Florida's lawmakers seek to expand the syringe exchange program established in Miami Dade County all over the State in an effort to prevent the transmission of blood-borne illnesses, reduce deaths, and abate the opioid epidemic. According to Rep. Rene Plasencia, this legislation will have a great impact on Florida's public health because it will benefit not only drug users seeking help, but also the community in which blood-borne illnesses are rising.
The syringe exchange program, proposed on the House Bill 579, aims to prevent the transmission of HIV/AIDS and viral hepatitis. Furthermore, by replicating this program throughout Florida, both local and state government will have substantial savings on costs related to treatment to bloodborne illnesses associated with intravenous drug use. The syringe exchange pilot program at the University of Miami has been successful within the community; for example, it has provided close to 45,000 clean and unused syringes, and properly disposed over 50,000.
"With the Opioid Crisis running rampant in our communities, it is essential that we begin to implement projects that not only seek to decrease the use of opioids, but also mitigate the harm caused to communities. Locally, Orange Country has the 9th highest incidence of HIV infections. This program will dramatically decrease the transmission of HIV throughout our communities," said Rep. Plasencia, Prime Sponsor of the House Bill 579.
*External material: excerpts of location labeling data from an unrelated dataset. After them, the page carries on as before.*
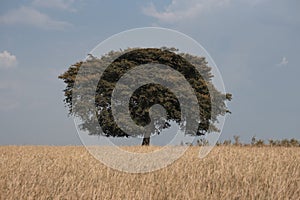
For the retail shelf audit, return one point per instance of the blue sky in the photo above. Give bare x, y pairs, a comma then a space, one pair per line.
255, 44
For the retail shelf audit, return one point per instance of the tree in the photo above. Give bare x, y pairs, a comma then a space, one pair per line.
142, 100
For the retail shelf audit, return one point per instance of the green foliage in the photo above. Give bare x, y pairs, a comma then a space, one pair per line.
117, 64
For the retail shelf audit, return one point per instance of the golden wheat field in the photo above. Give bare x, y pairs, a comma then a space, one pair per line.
228, 172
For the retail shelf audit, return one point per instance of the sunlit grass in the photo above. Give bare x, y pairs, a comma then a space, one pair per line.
228, 172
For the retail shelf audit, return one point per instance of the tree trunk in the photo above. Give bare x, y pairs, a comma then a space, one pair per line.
146, 141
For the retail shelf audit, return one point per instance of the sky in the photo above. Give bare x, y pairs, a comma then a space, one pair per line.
254, 43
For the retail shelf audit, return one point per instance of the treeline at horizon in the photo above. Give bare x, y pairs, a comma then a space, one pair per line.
254, 142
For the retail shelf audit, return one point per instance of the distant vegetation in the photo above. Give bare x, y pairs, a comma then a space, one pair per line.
255, 142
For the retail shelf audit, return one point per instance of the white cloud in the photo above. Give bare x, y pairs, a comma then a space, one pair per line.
7, 60
60, 4
283, 62
30, 16
179, 10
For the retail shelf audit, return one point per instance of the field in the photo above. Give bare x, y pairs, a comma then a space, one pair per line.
228, 172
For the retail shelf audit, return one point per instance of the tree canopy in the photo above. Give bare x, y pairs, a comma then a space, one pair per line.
110, 68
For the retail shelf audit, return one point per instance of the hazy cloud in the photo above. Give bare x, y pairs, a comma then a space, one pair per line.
59, 4
30, 16
179, 10
7, 60
283, 62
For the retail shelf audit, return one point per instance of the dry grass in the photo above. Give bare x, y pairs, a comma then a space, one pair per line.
47, 172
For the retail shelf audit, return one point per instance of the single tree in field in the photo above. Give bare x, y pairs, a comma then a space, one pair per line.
110, 68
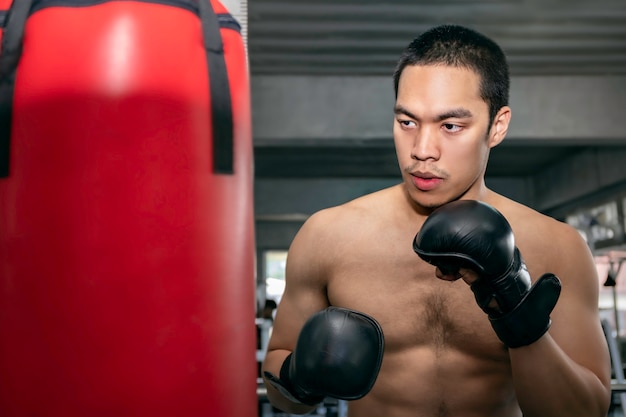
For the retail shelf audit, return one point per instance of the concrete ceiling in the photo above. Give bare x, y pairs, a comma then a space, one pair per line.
352, 38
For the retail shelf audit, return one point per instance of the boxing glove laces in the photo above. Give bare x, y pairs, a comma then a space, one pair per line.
472, 234
338, 354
Plasencia also expressed the initiative will achieve a reduction in blood-borne diseases by increasing the number of drug users entering treatment; reducing needle stick injuries among first responders; dropping overdose deaths by providing education on prevention and safe injection practices; providing referrals to medical, mental health, and social services; and offering tools such as counseling, condoms, and vaccinations to prevent the spread of HIV, Hepatitis C, and STDs.
These services will be available in those entities eligible to administer this program, for example: licensed hospitals and health care clinics, accredited medical schools, substance abuse treatment programs, and HIV/AIDS service organizations. Each entity wishing to participate in this program must apply to the Department of Health.